Fontane di Piazza San Pietro, Vatican City


Fontane di Piazza San Pietro are two fountains in St. Peter's Square in Vatican City, created by Carlo Maderno (1612–1614) and Gian Lorenzo Bernini (1667–1677) to ornament the square in front of St. Peter's Basilica. The older fountain, by Maderno, is on the north side of the square.
The Maderno fountain on the north side of the square is located on the site of an earlier fountain, built in 1490 during the time of Pope Innocent VIII. It was reputed to be the finest fountain in Rome.

Photo by Fadzil Hisham
For half a century, the square was decorated with the Maderno fountain and with the obelisk raised by Pope Sixtus V, but the southern part of the square remained empty. In 1667, Pope Clement X commissioned Gian Lorenzo Bernini to build a second fountain, which closely followed the design of the Maderno fountain. The Bernini fountain was completed in 1677.

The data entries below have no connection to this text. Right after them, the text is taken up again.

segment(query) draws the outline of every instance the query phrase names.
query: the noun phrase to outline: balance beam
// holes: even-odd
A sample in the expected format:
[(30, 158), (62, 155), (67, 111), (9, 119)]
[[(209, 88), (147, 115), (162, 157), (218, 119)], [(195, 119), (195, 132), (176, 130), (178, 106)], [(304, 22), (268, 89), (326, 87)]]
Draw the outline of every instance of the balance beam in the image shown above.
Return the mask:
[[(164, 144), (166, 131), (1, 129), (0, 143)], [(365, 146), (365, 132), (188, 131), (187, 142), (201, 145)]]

Like all fountains of the time, the fountain on St. Peter's Square had no pumps and operated purely by gravity, with a source of water higher than the fountain which caused the water to shoot upwards. The source of water for the fountain, the Aqua Paola, was on the Janiculum hill, 266 above sea level, which meant that the fountain could shoot water twenty feet upwards into the air.